If you haven’t already checked his music out, give it a listen here.

An Interview with Black Dave

What kind of music do you make?

I create anime influenced rap music with hints of hardcore and metal. Trap beats, rapping, screaming, loud guitars, all that.

What are your musical inspirations, and how have you crafted your style over the years?

I came up playing in punk, hardcore and nu metal bands in the 2000s. I was a regular MySpace kid going to shows in my city and Warped Tour every year. Around the blog era in the Tumblr rap era, I got really into rap music and phased out of playing in bands and started producing. Around that time, Travis Scott’s Owl Pharaoh mixtape was just coming out, the first A$AP Rocky tape was really influential to me, Childish Gambino was newly releasing, as well as Odd Future. Kilo Kish was a big influence. There was a big movement around left of center Black artists really coming to the forefront, kind of leading into what we know as alternative rap and alt-R&B.

Have you noticed that your voice works really well in certain contexts? Are there areas that you haven’t explored yourself that you’d be excited to see music-makers explore with your voice?

I think my voice works really well when it comes to rapping across a spectrum of loudness. I think it handles a regular speaking voice well but if you decide to yell, it catches that energy effectively. I think what would be fun to hear is my voice across a variety of genres, not just rap. It's common for people to see my voice model as a “rap” voice but it's got range to it.

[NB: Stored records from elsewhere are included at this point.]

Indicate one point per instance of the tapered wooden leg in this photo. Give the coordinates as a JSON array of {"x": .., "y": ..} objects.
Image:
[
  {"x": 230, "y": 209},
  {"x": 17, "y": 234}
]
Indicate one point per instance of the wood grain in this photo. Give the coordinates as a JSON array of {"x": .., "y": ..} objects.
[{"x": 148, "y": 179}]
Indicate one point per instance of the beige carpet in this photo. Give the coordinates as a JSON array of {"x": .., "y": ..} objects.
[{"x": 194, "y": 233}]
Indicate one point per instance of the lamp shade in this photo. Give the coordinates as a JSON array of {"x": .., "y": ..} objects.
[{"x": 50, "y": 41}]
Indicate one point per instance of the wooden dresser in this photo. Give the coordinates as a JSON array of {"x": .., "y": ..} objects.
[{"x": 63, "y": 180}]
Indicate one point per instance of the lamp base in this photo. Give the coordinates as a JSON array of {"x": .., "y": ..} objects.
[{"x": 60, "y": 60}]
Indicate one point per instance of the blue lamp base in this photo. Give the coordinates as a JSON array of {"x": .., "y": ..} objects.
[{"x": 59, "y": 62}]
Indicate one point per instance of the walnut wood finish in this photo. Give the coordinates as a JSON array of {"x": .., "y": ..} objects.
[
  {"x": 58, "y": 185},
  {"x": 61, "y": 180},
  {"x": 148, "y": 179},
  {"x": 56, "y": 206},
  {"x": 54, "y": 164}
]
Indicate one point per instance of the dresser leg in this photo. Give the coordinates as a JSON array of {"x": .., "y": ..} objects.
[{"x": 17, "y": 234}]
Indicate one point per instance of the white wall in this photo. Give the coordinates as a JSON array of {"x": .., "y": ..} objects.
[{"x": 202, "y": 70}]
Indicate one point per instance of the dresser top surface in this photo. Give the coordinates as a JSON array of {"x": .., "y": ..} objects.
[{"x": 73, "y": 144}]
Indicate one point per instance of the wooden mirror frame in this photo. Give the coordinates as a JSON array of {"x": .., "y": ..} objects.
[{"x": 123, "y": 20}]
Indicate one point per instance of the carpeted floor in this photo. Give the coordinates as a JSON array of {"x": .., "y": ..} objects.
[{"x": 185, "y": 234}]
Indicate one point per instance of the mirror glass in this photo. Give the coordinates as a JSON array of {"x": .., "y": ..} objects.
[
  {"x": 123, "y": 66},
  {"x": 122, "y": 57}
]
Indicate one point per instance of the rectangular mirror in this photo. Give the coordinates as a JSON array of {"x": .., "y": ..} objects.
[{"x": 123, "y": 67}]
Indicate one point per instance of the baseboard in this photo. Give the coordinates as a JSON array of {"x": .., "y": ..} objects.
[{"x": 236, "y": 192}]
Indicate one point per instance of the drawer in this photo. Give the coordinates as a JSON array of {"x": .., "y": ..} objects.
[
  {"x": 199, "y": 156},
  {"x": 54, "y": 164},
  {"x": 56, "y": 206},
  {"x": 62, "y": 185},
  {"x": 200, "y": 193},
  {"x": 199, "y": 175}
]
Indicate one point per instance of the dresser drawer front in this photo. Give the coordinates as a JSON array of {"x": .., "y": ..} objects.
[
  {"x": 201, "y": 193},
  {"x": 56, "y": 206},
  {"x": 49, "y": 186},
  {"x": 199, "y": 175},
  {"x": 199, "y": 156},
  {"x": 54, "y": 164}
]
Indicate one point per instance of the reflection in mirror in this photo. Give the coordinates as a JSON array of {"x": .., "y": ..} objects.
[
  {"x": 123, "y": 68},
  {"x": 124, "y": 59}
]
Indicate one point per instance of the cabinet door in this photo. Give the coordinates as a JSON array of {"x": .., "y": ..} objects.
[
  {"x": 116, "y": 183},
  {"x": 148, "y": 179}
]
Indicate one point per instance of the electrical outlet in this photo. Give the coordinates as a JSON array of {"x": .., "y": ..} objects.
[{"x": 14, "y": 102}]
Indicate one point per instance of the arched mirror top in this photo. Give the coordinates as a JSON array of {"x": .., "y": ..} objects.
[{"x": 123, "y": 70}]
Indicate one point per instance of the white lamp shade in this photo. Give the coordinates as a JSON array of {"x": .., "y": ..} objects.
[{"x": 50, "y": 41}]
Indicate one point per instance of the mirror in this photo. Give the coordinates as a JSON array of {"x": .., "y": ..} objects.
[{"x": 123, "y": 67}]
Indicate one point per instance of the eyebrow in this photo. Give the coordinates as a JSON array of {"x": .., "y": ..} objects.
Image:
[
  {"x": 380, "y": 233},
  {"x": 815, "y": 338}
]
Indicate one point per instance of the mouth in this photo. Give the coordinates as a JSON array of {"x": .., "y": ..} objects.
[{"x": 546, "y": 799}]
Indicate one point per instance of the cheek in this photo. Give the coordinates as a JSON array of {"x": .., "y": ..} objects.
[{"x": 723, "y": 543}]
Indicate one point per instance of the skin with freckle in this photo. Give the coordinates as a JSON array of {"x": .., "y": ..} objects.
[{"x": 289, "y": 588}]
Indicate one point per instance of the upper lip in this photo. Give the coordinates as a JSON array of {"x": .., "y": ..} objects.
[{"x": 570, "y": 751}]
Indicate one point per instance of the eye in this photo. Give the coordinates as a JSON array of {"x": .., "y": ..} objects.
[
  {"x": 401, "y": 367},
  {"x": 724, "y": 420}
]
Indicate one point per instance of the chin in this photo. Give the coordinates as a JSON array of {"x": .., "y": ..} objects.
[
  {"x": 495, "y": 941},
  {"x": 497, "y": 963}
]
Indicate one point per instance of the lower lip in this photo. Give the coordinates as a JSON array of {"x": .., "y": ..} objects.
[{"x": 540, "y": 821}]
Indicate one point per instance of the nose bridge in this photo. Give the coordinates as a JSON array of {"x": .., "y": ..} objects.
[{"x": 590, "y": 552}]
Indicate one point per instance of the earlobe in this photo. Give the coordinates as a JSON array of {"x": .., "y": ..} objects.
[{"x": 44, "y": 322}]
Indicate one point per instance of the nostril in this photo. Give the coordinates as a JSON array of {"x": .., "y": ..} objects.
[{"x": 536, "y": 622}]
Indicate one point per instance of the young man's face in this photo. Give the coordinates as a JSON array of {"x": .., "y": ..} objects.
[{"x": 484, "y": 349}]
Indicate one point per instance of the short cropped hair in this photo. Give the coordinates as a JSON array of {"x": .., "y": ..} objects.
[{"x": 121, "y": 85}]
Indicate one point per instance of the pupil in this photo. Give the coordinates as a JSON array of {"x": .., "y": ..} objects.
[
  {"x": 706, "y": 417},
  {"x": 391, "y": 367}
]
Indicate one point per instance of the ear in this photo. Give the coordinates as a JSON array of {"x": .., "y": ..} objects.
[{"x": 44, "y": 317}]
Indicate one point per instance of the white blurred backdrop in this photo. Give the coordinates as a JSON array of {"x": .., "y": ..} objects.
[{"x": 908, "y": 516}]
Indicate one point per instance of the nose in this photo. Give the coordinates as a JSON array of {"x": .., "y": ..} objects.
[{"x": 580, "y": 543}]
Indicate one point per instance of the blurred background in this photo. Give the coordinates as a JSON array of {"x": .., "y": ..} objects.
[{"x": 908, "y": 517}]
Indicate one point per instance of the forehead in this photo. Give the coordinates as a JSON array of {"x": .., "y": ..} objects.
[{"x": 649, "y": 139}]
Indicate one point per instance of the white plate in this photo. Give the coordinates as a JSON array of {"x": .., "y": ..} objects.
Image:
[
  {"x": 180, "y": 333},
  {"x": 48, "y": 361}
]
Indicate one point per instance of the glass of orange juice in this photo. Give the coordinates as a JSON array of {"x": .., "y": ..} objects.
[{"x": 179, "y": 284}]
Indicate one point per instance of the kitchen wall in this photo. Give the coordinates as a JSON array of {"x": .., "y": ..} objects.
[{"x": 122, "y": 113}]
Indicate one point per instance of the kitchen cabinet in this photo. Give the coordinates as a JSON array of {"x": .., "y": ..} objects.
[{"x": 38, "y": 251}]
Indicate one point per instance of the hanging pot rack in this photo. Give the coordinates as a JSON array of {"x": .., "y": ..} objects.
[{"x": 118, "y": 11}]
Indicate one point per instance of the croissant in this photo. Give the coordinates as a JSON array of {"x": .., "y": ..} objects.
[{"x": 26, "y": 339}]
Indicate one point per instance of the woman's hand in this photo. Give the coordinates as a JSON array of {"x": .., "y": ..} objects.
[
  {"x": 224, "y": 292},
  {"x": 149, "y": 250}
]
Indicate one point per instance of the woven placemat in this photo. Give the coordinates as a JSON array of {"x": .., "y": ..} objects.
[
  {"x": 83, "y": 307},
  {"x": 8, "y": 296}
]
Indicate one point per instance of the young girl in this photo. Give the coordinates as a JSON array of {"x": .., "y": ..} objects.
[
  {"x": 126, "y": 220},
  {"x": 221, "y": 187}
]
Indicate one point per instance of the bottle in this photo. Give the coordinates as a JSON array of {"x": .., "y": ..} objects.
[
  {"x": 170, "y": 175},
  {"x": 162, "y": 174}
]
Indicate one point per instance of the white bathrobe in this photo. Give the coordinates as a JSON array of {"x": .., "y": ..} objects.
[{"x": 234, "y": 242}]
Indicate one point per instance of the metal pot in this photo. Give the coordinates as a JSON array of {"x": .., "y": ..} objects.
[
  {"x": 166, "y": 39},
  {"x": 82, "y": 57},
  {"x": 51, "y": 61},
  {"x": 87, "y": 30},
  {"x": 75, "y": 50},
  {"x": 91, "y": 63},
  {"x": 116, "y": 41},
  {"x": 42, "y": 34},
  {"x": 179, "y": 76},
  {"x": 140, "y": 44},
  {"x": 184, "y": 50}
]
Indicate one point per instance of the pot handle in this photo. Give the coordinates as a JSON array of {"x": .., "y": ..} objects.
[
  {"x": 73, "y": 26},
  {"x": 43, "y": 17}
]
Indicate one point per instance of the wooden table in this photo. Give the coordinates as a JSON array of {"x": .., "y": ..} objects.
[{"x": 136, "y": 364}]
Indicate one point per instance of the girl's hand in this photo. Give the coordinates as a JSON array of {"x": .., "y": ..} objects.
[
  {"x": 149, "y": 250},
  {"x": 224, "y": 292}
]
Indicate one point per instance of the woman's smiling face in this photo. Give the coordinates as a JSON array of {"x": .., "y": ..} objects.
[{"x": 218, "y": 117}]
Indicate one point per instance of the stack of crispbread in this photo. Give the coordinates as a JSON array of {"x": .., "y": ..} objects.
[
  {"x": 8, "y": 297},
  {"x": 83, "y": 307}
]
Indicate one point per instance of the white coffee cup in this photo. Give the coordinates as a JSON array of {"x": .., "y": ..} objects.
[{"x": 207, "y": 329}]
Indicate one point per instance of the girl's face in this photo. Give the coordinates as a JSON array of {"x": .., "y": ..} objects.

Do you have any tips for other artists, both for improving your skills and navigating music as a career?

Everyone I’m inspired by charted their own path and leaned heavily into what they loved. I think wearing that on your sleeve is key. I’m a firm believer in a daily practice, so if you’re able to write a single verse a day, or make a single beat a day, or do just one activity toward your career each day, you’ll suddenly be much better and much further along than you realized. Small steps matter, so keep taking them. Helps you stay ready so you don’t gotta get ready.

What’s exciting to you about getting involved in Kits Earn?

What’s most exciting about this to me is just being a part of the journey into the new frontier, feeling like I’m contributing a bit toward it. Trained voice models being used isn’t necessarily a new thing, but the democratization of that is, and I think that looking for ways to compensate the voices in the model is important. Excited to see how things develop and how not only artists use them but how the humans behind the voices become involved in these processes.